Here’s a question that I’ve encountered a number of times in the past that I don’t have a direct answer to.
Ignoring limited access highways, which would fit the precise definition but are not quite what I’m looking for…
What is the longest stretch of road where you can “keep going straight ahead” for the greatest distance. Obviously, curves in the highway are excluded; what ends this is a T or Y intersection where the option to “keep going straight” through the intersection is not available.
I had heard, about 40 years ago, that Grand River Avenue/US 96 between Detroit and Lansing was the longest road that fit this definition. I’d suspect that there are other roads longer elsewhere.
I don’t have figures (yet), but Westhiemer in Houston is insanely long. It changes names (a couple of times IIRC), but stays the same street. Leads you way out of town on the west side.

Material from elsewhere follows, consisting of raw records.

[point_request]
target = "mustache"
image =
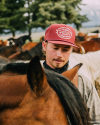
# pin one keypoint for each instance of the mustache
(58, 59)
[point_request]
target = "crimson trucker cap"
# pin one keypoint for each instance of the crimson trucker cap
(60, 34)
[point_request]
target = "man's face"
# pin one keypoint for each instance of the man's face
(57, 55)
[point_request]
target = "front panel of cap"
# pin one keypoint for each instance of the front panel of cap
(60, 32)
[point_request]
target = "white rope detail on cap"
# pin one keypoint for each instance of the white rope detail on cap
(64, 32)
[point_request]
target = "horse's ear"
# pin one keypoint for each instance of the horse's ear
(70, 74)
(35, 75)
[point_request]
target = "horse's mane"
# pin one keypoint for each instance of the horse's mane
(68, 94)
(70, 98)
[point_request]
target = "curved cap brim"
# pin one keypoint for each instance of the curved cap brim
(63, 43)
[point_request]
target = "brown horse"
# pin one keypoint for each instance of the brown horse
(80, 50)
(6, 51)
(39, 97)
(28, 54)
(29, 46)
(91, 46)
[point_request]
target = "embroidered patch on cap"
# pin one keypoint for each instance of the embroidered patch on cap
(64, 32)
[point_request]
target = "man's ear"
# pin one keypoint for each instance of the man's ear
(44, 45)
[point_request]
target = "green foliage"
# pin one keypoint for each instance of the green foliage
(39, 13)
(46, 13)
(10, 18)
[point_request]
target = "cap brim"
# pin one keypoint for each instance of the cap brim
(63, 43)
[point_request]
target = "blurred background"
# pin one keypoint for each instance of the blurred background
(32, 17)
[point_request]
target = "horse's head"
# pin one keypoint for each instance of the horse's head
(38, 97)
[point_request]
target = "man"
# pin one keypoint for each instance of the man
(58, 45)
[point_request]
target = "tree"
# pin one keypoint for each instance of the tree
(10, 18)
(48, 12)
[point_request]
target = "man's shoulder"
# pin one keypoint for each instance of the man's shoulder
(41, 61)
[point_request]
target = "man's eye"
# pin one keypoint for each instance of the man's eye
(65, 49)
(56, 48)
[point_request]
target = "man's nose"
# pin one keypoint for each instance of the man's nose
(59, 53)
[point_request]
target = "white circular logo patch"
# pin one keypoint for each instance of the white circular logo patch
(64, 32)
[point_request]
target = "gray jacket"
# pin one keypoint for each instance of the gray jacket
(90, 96)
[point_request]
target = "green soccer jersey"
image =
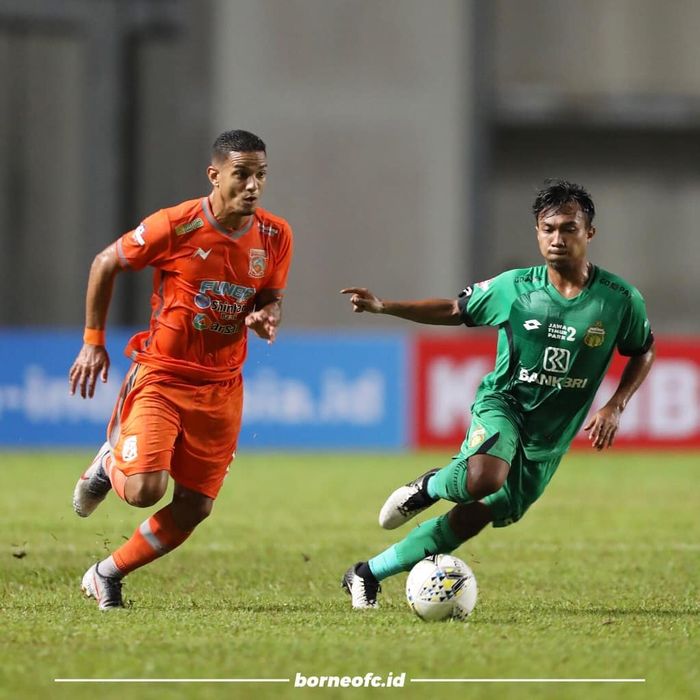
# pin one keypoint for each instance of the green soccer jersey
(553, 352)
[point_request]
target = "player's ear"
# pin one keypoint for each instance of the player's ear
(213, 175)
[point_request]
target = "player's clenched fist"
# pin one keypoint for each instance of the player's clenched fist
(92, 362)
(363, 300)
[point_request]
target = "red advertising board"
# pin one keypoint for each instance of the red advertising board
(665, 412)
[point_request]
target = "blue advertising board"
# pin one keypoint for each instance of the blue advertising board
(306, 391)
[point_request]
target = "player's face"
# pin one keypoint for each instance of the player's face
(239, 181)
(563, 236)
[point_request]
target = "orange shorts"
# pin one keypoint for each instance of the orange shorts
(164, 422)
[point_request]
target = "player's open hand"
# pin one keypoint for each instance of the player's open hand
(363, 300)
(92, 362)
(264, 322)
(603, 427)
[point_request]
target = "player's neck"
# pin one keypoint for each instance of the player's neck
(233, 222)
(570, 281)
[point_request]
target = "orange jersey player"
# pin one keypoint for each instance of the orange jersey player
(221, 266)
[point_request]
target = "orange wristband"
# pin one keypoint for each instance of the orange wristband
(94, 336)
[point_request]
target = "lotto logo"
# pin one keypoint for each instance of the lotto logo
(129, 449)
(556, 360)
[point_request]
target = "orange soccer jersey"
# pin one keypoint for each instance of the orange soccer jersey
(205, 284)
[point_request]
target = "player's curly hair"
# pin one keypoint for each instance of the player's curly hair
(236, 140)
(557, 193)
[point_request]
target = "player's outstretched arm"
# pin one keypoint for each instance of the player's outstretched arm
(93, 360)
(440, 312)
(266, 318)
(604, 423)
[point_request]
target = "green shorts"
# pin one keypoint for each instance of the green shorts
(493, 432)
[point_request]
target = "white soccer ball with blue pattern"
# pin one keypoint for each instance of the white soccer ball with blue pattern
(441, 587)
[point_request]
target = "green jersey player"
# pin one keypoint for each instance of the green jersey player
(558, 327)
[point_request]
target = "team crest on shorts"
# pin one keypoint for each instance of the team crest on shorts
(595, 335)
(129, 449)
(476, 437)
(258, 262)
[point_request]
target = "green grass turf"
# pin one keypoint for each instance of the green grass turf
(600, 580)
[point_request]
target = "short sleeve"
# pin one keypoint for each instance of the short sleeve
(487, 303)
(147, 244)
(283, 260)
(635, 336)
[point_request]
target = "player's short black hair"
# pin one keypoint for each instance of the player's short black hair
(557, 193)
(236, 140)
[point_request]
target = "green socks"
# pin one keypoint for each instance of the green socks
(434, 536)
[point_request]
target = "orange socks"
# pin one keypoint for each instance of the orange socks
(152, 539)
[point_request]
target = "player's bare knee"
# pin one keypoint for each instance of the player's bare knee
(190, 508)
(468, 520)
(485, 476)
(145, 490)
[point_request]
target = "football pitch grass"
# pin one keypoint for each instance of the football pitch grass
(598, 581)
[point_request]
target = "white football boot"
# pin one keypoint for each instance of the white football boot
(106, 590)
(93, 485)
(406, 502)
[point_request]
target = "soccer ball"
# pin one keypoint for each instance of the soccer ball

Yahoo claims that Yonge Street, which starts (or ends, I suppose, depending on which way you are going) in Toronto, is the longest street in the world. I’ve never driven it’s length, so I can’t actually say that it doesn’t have some jogs in it where you have to turn to keep going. Perhaps someone else would be able to drive this answer a little further?
After deciding that I need to know a little bit more about this, I read the Yahoo thing through. I then followed a link to Sylvana & Hans’ Toronto site (scroll down just past half-way). They claim that Yonge street is, in fact, only 56 km long. They suggest that Highway 11, which is supposedly Yonge Street, is the road that was 1900 km long, but that Yonge Street and Highway 11 are quite different.
It looks like the answer to this conundrum remains unposted.
Los Angeles County has some very long streets: Figueroa, Sepulveda, Olympic, and Washington are all quite long, but I believe that Avenue J, up in the Antelope Valley is the champ out here and it’s around 50 miles long.
Cuz if you want to call a highway a street, the Trans Canada has got Hwy 11 beat several times over. In fact, I suspect that it is the longest highway in the world. However, the OP contemplated the exclusion of highways.
I once heard (from a taxi driver, so ‘pinch of salt’ rules apply) that Boston’s Commonwealth Ave. cuts through three states. Now, states being awfully tiny up there, that may or may not mean much. Having trouble finding an actual length, though.
According to Microsoft Streets & Trips, 11 is never a limited access highway, something which the Trans-Canada cannot claim. 11 runs from Toronto through Richmond Hill, Aurora, Newmarket and Bradford. It veers of to the right at Bradford but the road continues straight on, finally terminating as 7[sup]th[/sup] Line at Adjala-Tecumseth Tline, Adjala-Tosorontino, Ontario.
Don’t you need to define the parameters before you can ask what the longest street is?
[ul]
[li]Does it have to have the same name throughout?[/li][li]Can it have any break in it? (E.G. A factory is in the way so you have to go around the factory and pick the road up again)[/li][li]Can the road have any right angle turns in it?[/li][li]Can the road be part of a highway at any point?[/li][li]Do highways even count? Not all highways are 10-lane beasts. Many are two lanes that seem to be a highway only by virtue of putting a sign that says so on it. Locals may still have a name for it.[/li][/ul]
Maybe there are other possibilities but I think the definition is important just the same.